We could ask them anything and trusted they would always give us an honest answer. We got to know the people who became part of our lives.
“Following some discussions with Oxford Fertility about possible next steps, we decided to try some additional techniques offered, but remained very realistic and open minded about their effectiveness based on the research available. So, on our fourth natural round I underwent an endometrial scratch and we incorporated embryo glue during our frozen transfer. Sadly, this was to no avail for us and subsequently we had little option than to embark on a further fresh round to generate a larger pool of embryos again. Miraculously, on this round my second ovary decided to respond to drugs, following the endometrioma removal, and generated follicles. We ended-up with eight eggs, our best result so far! Seven of them fertilised but one later became unviable and although two more took a lot longer to develop than the others and weren’t of the best quality, we remained hopeful and froze them just in case. We had our best 2 embryos transferred on both our fifth fresh round and sixth frozen natural round but each time they failed.
“It was then that it was suggested that my auto-immune condition, hypothyroidism, was possibly producing antibodies that attacked my tissues and the embedding embryos. We took advice and worked with Oxford Fertility to come up with a course of treatment to alleviate this, but we now only had the two lower quality embryos left. We resolved not to doubt them and clung on to every positive thought we could muster as they were both thawed and transferred back to me. This time, finally, it worked! Our beautiful daughter, who we aptly named Hope, completed our family – our little rainbow after the storm – and it made every minute of struggle over the past five years worthwhile and justified.
“Had the last embryo not worked, I think we would have stopped. I didn’t want all of Isaac’s early years to be compromised with me continually receiving treatment. But whilst we still had embryos frozen, we had to try.
“Looking back, I can see that I became too focused on the quality of the embryo, even though the team explained it is just one factor when deciding which embryo will give the best chance of success. Nobody knows the quality of embryos in natural, unassisted conception anyway, but good quality embryos were the only thing I ever felt like I did well, so I think I just latched on to that. Our son was a top-grade embryo and our daughter was weakest but looking at my children side by side today you would never know any different – both perfectly healthy, independent, intelligent and happy.
“So many people told us to stop along our journey. We had Isaac; we should be grateful for him. But it was because our life with Isaac was so amazing, we wanted to experience it all a second time. Why should we have to limit our dreams? Isaac also had started asking us when he was going to have a brother or sister. We couldn’t let it go.
“I’ve always been someone who has set their mind to something and worked hard to achieve it. But with IVF, I couldn’t work harder or study more – I felt like I was failing, and it was simply out of my control and I found that incredibly hard. All we could do was place our hope and trust in the team at Oxford Fertility and lean on each other as a couple and our wonderful family and friends around us for support.

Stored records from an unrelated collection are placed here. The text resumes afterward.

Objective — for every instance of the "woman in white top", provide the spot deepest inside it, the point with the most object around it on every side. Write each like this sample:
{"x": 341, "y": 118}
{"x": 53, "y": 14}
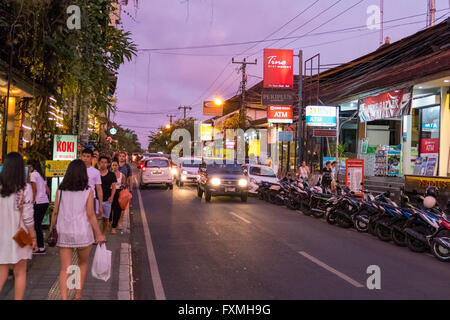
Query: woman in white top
{"x": 40, "y": 201}
{"x": 15, "y": 196}
{"x": 304, "y": 171}
{"x": 75, "y": 222}
{"x": 120, "y": 185}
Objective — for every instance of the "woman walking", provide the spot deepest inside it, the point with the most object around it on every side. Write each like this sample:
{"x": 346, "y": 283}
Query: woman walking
{"x": 16, "y": 211}
{"x": 75, "y": 222}
{"x": 120, "y": 185}
{"x": 40, "y": 201}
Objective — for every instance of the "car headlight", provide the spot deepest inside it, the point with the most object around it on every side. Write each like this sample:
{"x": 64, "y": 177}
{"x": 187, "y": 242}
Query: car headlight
{"x": 215, "y": 181}
{"x": 242, "y": 182}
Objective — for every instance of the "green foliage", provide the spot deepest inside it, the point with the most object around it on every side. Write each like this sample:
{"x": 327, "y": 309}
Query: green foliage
{"x": 77, "y": 67}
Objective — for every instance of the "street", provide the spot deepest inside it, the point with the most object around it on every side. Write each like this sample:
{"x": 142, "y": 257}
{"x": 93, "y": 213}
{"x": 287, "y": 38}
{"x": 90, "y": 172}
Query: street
{"x": 232, "y": 250}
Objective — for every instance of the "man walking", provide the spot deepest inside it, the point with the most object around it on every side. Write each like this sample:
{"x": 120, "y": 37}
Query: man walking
{"x": 109, "y": 189}
{"x": 95, "y": 181}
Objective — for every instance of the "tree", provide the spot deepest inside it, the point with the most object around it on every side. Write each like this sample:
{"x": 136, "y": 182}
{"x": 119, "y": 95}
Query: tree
{"x": 77, "y": 67}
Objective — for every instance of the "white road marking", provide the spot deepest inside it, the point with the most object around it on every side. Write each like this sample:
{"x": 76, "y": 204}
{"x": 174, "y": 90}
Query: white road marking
{"x": 156, "y": 278}
{"x": 332, "y": 270}
{"x": 239, "y": 217}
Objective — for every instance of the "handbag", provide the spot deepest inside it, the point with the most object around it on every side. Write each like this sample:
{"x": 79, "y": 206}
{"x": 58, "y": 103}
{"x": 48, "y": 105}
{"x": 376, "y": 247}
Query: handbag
{"x": 124, "y": 199}
{"x": 53, "y": 236}
{"x": 22, "y": 237}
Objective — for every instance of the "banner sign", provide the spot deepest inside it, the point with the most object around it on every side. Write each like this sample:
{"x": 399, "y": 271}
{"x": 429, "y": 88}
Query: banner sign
{"x": 211, "y": 109}
{"x": 279, "y": 114}
{"x": 392, "y": 104}
{"x": 206, "y": 132}
{"x": 277, "y": 97}
{"x": 285, "y": 136}
{"x": 278, "y": 68}
{"x": 429, "y": 145}
{"x": 65, "y": 147}
{"x": 56, "y": 168}
{"x": 321, "y": 116}
{"x": 324, "y": 133}
{"x": 354, "y": 174}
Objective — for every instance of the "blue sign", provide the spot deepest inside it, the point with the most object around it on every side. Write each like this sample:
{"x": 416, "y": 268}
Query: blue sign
{"x": 285, "y": 136}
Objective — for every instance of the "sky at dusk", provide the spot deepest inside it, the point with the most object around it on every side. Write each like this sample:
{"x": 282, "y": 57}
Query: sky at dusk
{"x": 158, "y": 82}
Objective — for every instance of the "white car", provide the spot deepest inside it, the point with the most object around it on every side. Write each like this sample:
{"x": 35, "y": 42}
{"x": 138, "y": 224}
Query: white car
{"x": 256, "y": 174}
{"x": 188, "y": 170}
{"x": 156, "y": 171}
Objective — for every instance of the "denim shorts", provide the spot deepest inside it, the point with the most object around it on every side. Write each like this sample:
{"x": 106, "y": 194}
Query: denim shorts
{"x": 106, "y": 209}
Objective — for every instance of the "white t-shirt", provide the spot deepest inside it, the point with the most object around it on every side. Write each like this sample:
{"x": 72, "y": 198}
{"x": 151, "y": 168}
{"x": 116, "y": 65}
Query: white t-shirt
{"x": 41, "y": 195}
{"x": 94, "y": 178}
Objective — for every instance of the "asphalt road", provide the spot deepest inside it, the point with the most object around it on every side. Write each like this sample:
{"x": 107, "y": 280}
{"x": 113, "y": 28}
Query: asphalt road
{"x": 232, "y": 250}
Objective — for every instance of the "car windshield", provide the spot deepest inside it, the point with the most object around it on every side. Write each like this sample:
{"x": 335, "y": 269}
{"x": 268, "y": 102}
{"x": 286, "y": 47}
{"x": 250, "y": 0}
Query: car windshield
{"x": 157, "y": 163}
{"x": 190, "y": 164}
{"x": 262, "y": 172}
{"x": 224, "y": 168}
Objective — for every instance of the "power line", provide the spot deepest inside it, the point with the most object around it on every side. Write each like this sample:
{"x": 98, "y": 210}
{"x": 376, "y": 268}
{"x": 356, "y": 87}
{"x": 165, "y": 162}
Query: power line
{"x": 267, "y": 40}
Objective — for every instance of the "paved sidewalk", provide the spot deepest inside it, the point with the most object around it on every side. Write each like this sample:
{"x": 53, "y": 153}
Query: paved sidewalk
{"x": 43, "y": 273}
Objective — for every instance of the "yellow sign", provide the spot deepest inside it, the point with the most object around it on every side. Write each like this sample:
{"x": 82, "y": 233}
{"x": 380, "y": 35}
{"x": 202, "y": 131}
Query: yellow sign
{"x": 56, "y": 168}
{"x": 206, "y": 132}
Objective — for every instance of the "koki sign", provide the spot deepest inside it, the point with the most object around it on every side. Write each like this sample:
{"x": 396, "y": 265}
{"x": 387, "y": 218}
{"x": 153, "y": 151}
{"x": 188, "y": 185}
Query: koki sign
{"x": 65, "y": 147}
{"x": 279, "y": 114}
{"x": 278, "y": 68}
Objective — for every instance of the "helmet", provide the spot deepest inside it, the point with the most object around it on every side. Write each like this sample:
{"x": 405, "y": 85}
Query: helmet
{"x": 432, "y": 191}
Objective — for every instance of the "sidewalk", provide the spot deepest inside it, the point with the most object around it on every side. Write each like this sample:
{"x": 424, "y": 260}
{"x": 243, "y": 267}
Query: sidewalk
{"x": 43, "y": 273}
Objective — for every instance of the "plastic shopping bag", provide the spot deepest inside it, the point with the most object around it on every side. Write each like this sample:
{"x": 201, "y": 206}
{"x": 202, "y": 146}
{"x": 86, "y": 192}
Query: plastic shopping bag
{"x": 101, "y": 266}
{"x": 124, "y": 199}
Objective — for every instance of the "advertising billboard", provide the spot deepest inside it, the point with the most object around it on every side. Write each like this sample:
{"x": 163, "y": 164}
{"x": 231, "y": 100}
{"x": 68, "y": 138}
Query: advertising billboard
{"x": 65, "y": 147}
{"x": 279, "y": 114}
{"x": 278, "y": 68}
{"x": 321, "y": 116}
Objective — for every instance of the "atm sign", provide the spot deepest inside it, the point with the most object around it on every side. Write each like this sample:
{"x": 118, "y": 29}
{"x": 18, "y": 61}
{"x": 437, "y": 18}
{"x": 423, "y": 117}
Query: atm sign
{"x": 279, "y": 114}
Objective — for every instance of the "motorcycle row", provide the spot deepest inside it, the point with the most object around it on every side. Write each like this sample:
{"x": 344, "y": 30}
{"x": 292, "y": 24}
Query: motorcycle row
{"x": 416, "y": 222}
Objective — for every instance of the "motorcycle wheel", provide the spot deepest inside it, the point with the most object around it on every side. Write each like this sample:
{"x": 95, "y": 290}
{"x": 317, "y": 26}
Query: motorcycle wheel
{"x": 361, "y": 226}
{"x": 343, "y": 222}
{"x": 414, "y": 244}
{"x": 383, "y": 233}
{"x": 331, "y": 217}
{"x": 440, "y": 252}
{"x": 398, "y": 238}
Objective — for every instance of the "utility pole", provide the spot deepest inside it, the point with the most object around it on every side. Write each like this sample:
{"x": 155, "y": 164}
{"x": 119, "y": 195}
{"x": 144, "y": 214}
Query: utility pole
{"x": 243, "y": 84}
{"x": 431, "y": 13}
{"x": 300, "y": 105}
{"x": 381, "y": 22}
{"x": 184, "y": 110}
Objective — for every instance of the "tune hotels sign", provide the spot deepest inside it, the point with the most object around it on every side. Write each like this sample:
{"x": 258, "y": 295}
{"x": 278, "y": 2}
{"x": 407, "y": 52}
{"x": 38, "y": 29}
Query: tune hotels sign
{"x": 278, "y": 68}
{"x": 279, "y": 114}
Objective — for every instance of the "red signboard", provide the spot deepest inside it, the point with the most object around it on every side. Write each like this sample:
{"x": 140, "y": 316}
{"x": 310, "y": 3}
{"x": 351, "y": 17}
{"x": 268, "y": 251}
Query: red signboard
{"x": 278, "y": 68}
{"x": 324, "y": 133}
{"x": 279, "y": 114}
{"x": 429, "y": 145}
{"x": 392, "y": 104}
{"x": 354, "y": 174}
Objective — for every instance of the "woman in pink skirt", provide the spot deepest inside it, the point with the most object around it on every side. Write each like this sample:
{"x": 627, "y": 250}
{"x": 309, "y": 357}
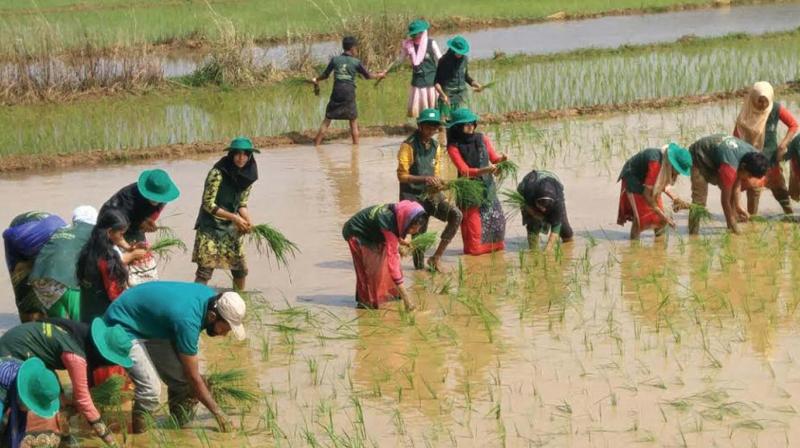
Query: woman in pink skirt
{"x": 423, "y": 53}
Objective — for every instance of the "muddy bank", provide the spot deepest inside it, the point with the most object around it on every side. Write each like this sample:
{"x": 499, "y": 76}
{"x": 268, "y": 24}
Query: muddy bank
{"x": 23, "y": 163}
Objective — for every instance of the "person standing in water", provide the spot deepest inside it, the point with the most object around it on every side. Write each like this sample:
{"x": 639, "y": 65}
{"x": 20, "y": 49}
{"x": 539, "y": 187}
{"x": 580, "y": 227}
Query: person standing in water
{"x": 224, "y": 218}
{"x": 452, "y": 76}
{"x": 731, "y": 164}
{"x": 419, "y": 168}
{"x": 342, "y": 104}
{"x": 644, "y": 177}
{"x": 484, "y": 226}
{"x": 423, "y": 54}
{"x": 374, "y": 235}
{"x": 545, "y": 209}
{"x": 757, "y": 124}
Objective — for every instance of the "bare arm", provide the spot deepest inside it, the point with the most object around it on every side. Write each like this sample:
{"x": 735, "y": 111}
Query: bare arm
{"x": 191, "y": 368}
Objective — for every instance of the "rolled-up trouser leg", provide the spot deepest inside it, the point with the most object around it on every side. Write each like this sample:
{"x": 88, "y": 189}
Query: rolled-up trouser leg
{"x": 143, "y": 374}
{"x": 699, "y": 197}
{"x": 180, "y": 393}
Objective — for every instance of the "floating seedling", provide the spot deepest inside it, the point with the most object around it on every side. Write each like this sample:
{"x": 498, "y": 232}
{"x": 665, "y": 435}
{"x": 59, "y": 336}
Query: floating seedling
{"x": 269, "y": 240}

“The team at Oxford Fertility were amazing. They had put us at ease from the moment we entered the building. They have understanding and empathy for what you are going through and always took the time to talk us through everything. We could ask them anything and trusted they would always give us an honest answer. We got to know the people who became part of our lives.
“Every stage of our treatment was bespoke to what we, Juliet and Rob, needed. They treated us as a couple, a patient and not a patient number. We will forever be grateful to them for our two greatest gifts and are proud of our IVF journey we took with them which resulted in our greatest achievements.”
‘The Quiet House’ was to be performed in May, but was postponed due to COVID-19. The team hope to perform in 2021.